Our ship was largely barrier-free. The wheelchair-friendly cabins on our English ocean liner were called ADA rooms. The Americans with Disabilities Act is among the finest U.S. exports — and Judy was among its principal exporters.
Judy contracted polio in infancy. By age 5, she was deemed a fire hazard by her Brooklyn school and was barred from kindergarten because of her disability. Her parents, German Jewish refugees from the Holocaust, had a question for local educators: Who is the world built for?
Years later, Judy asked the same question in a landmark lawsuit against New York City’s Board of Education — and became the state’s first public school teacher who used a wheelchair.
I called out Judy’s name at Kaddish during Friday services in a Queen Mary 2 conference room, but something felt incomplete.
A question was nagging at me: Who was this cruise built for?
Our ship was accessible, but our entire voyage wasn’t. At each port, hundreds of passengers streamed down gangways to join sightseeing tours, but many others were left behind because the cruise company had not arranged coaches with wheelchair lifts. A bus driver waiting at the Thai port of Laem Chabang, for example, assured me that there were plenty of such coaches available. The cruise company just hadn’t requested them.
I did ask myself if this was just a “first world problem” — or something more essential. My wife and I had arranged for accessible vans for our own port excursions. But I met several British passengers who used wheelchairs but were of more modest means and did not have the same option.
The Americans with Disabilities Act is among the finest U.S. exports — and Judy Heumann was among its principal exporters.
Each port was different. In Darwin, Australia, for instance, the wheelchair ride from dock to downtown was well marked with elevators and level paths. The journey took about 15 minutes, and the city buses were wheelchair accessible. But I only learned all this after we had arrived and Brian, a hearty paraplegic from the north of England, had scouted out the situation.
Port briefings held on the eve of each arrival never mentioned accessibility — precious information for disabled travelers. Brian and his wife, Chris, pointed out this problem to the purser’s office.
I could have pointed out the obvious too: the nightly display of passengers heading to the ship’s dining room with canes, wheelchairs, crutches, walkers and scooters. In the splashy advertisements for our cruise, everyone was middle-aged, vital, vibrant and free from infirmity. This disconnect spoke to something deeper about the cruise company and its culture.
It was Brian who told me about our stop at Bali. I had transportation arranged at the port. But Brian informed me that disabled passengers couldn’t get off the ship there because Bali was not a deep-water port. The ship would anchor, and only passengers who could step into bobbing tender boats could shuttle ashore.
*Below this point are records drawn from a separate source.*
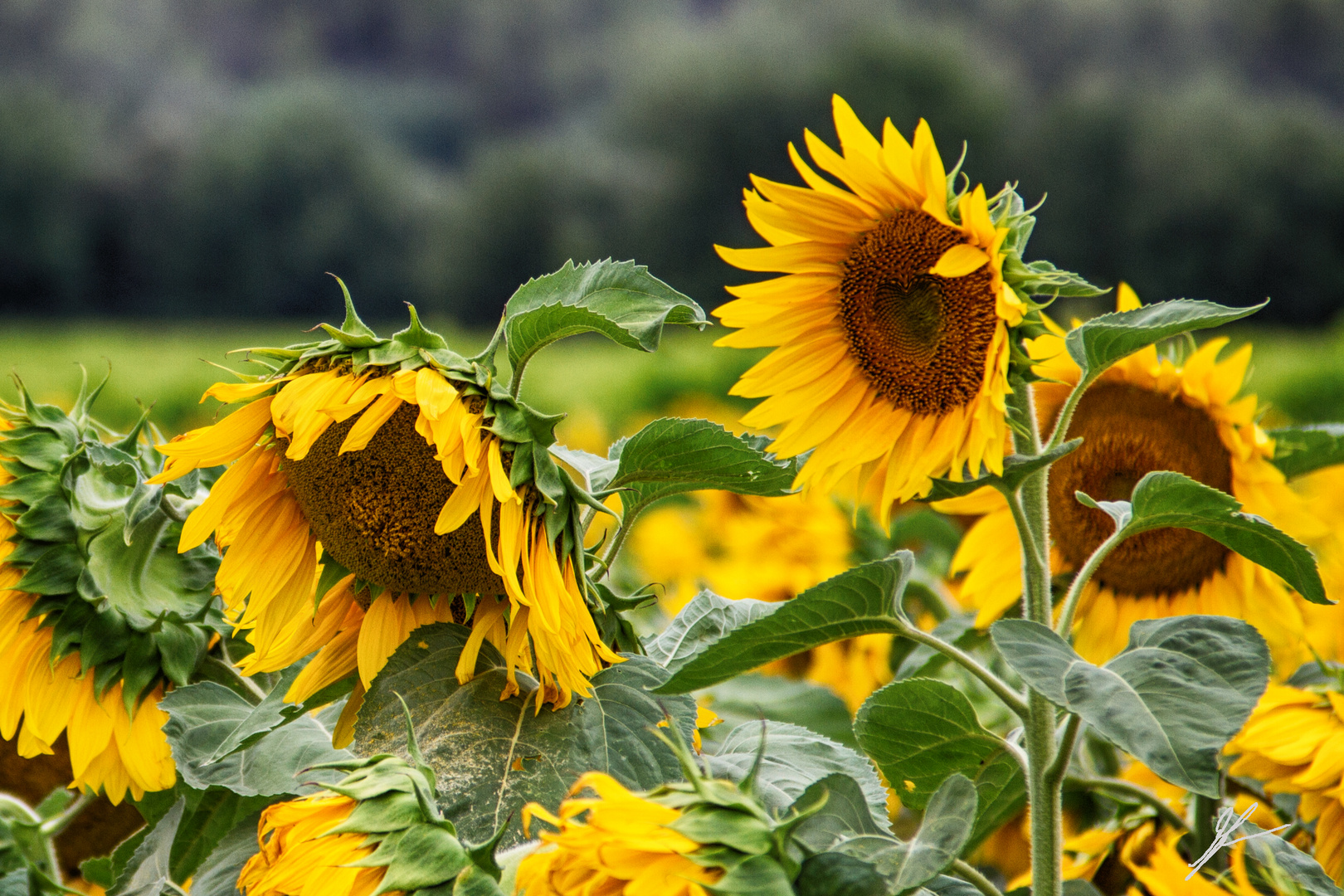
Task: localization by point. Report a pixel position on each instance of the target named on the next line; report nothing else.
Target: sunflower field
(932, 579)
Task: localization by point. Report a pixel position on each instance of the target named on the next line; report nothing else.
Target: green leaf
(839, 874)
(425, 856)
(1301, 449)
(801, 703)
(47, 520)
(149, 868)
(1016, 469)
(203, 715)
(859, 601)
(149, 578)
(845, 813)
(942, 833)
(56, 571)
(620, 299)
(700, 624)
(1280, 860)
(491, 757)
(1174, 698)
(793, 761)
(1101, 342)
(674, 455)
(1164, 499)
(923, 731)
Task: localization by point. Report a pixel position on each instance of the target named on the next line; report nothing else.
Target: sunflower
(346, 516)
(1147, 412)
(1294, 743)
(97, 614)
(624, 845)
(745, 547)
(891, 320)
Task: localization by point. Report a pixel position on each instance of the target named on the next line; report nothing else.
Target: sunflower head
(397, 483)
(374, 832)
(100, 613)
(902, 297)
(686, 839)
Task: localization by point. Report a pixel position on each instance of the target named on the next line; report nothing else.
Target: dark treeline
(214, 158)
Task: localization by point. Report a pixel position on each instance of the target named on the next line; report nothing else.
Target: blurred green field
(608, 390)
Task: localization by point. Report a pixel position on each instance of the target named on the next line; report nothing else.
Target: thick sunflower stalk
(377, 485)
(99, 616)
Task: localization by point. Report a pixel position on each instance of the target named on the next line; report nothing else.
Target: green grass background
(601, 384)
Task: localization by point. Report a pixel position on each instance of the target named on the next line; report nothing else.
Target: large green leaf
(1174, 698)
(793, 759)
(672, 455)
(1303, 449)
(494, 755)
(1280, 859)
(1101, 342)
(700, 624)
(620, 299)
(202, 716)
(801, 703)
(149, 869)
(1164, 499)
(923, 731)
(845, 813)
(859, 601)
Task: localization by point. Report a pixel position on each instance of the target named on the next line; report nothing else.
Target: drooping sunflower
(746, 547)
(99, 616)
(891, 319)
(1147, 412)
(1294, 743)
(377, 485)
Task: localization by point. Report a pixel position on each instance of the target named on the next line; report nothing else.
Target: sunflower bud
(99, 616)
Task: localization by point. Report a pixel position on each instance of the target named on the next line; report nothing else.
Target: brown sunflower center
(1127, 433)
(919, 338)
(374, 511)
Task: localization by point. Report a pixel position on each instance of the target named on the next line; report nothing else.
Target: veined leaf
(793, 761)
(1164, 499)
(620, 299)
(205, 715)
(1174, 698)
(1101, 342)
(921, 733)
(674, 455)
(1303, 449)
(492, 755)
(859, 601)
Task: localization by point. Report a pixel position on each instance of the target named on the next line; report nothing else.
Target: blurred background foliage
(186, 163)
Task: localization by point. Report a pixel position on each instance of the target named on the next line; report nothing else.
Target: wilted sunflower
(97, 614)
(1294, 743)
(1147, 412)
(746, 547)
(378, 485)
(893, 317)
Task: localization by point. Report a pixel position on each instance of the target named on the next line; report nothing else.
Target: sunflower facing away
(891, 319)
(1147, 412)
(378, 485)
(763, 548)
(97, 613)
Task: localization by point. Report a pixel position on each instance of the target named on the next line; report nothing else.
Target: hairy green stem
(968, 874)
(1031, 514)
(1075, 587)
(997, 685)
(1135, 791)
(1064, 752)
(1203, 816)
(56, 824)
Somehow, our cruise itinerary hadn’t mentioned this.
I emailed Bali Access Travel to cancel the plans I had arranged for a tour of the island in a wheelchair-accessible van.
Feeling angry about Bali, I headed to the ship’s tour office to resolve another issue at a different upcoming port. There, I asked why we’d been told that wheelchair users couldn’t tour Brisbane, Australia. Accessible coaches were hard to find, an employee told me. I promised to find him all the lift-equipped coaches that Brisbane had to offer. It would only take an email or two.
I smiled. He frowned. Come back in a few hours, he said.
The tour office hastily arranged and quickly filled an accessible coach tour of Brisbane. In the meantime, Brian and Chris had been talking to the purser. Thanks to their efforts, the next port briefing — the one for Brisbane — included accessibility details, including the free wheelchair-friendly shuttle into town.
Visiting Washington, D.C., last year, I had lunch with Judy. We had worked together in the 1970s at Berkeley’s Center for Independent Living, one of the nation’s first, and most powerful, advocacy groups for people with disabilities. I wanted to show Judy gratitude for her work, her leadership and her existence.
Over falafel at a neighborhood deli, when I asked about retirement, Judy shook her head. She planned to keep working. Judy had been an official with the Clinton and Obama administrations, an adviser to the World Bank and a host of other things. But she was still on a mission.
After the cruise, I still had a small mission myself. Our voyage wasn’t as inclusive as I expected and wasn’t designed to include people with disabilities. I decided that I would email and keep emailing the cruise company about the issues I encountered until I got a real commitment from them to change. I would follow in Judy’s steps — well, her wheelchair tire tracks — and not give up.
Jews famously ask questions. Judy Heumann’s questions expanded disability rights. We need to keep asking those questions. Even the finest democratic institutions — like the Americans with Disabilities Act — have the beauty and permanence of sandcastles. They are built slowly, erode easily and require constant renewal.